Early in 1934, with three screen hits in a row boosting her brand, MAE WEST was fast becoming not just a star but a commodity whose face was guaranteed to sell a soap, a cigarette, a song sheet, or a magazine. Celebrated throughout the United States for "Night After Night" , "She Done Him Wrong," , and "I'm No Angel" , and promoted by Paramount Pictures through black and white stills, posters, and personal appearances, Mae's face and figure began to pop up everywhere.
• • This issue of the humor magazine Ballyhoo juxtaposes Mae's generous eye-candy curves and Garbo's surreal slinkiness depicted in stop sign colors.

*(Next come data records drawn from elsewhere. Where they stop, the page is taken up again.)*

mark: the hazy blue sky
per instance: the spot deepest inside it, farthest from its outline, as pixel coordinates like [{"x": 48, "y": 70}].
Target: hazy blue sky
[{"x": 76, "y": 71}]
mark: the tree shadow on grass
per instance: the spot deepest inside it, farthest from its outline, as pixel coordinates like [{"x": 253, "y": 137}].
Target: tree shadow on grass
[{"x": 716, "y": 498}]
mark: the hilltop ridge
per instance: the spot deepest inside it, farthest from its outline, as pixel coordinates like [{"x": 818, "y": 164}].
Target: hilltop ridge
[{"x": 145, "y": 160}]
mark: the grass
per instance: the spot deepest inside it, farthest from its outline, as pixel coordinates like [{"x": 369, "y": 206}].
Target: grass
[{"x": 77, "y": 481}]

• • Ballyhoo first appeared on newsstands during the month of July — — 1 July 1931. Though the word has a few definitions, ballyhoo most commonly means sensational advertising or favorable publicity.
• • Ballyhoo was a humor magazine published by Dell, and created by George T. Delacorte Jr. [20 January 1894 — 4 May 1991]. During its heyday, it had a circulation of over 2 million.

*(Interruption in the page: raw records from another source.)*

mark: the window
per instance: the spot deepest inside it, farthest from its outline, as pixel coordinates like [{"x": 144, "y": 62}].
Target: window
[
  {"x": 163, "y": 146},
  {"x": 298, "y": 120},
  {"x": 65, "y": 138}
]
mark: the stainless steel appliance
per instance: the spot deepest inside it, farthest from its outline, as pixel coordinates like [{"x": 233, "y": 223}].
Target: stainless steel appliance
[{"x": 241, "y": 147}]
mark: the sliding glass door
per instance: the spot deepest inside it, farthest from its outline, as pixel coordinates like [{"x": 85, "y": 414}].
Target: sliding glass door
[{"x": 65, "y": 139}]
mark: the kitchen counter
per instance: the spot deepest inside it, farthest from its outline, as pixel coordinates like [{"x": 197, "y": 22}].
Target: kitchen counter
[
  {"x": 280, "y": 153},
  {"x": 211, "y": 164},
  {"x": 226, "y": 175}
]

• • From 1931 — 1939, Ballyhoo was edited by Buffalo-born Norman Hume Anthony [1889 — 1968], who had helmed Judge Magazine and boosted its circulation quickly. Though the Great Depression killed off Ballyhoo along with many other magazines, there were a few attempts to resuscitate the irreverent monthly after World War II, between 1948 and 1954.
• • In common with other magazines of the era, it featured a central section dedicated to one-off cartoons; however, in the surrounding pages it presented spoof ads and articles — — much in the manner later popularized by the satirical spoofer Mad Magazine.
• • Come up and MOUSE me • •
• • In 1928, both Minnie and Mickey Mouse had been created by Walt Disney; six years later the cartoon rodents were becoming their own familiar brand — — though "Minnie" would not be named until the early 1940s. Pennsylvania-born cartoonist James Trembath drew this double page for the centerfold of the February 1934 issue, featuring the female mouse mincing in magnificent millinery as a Mae-wannabe.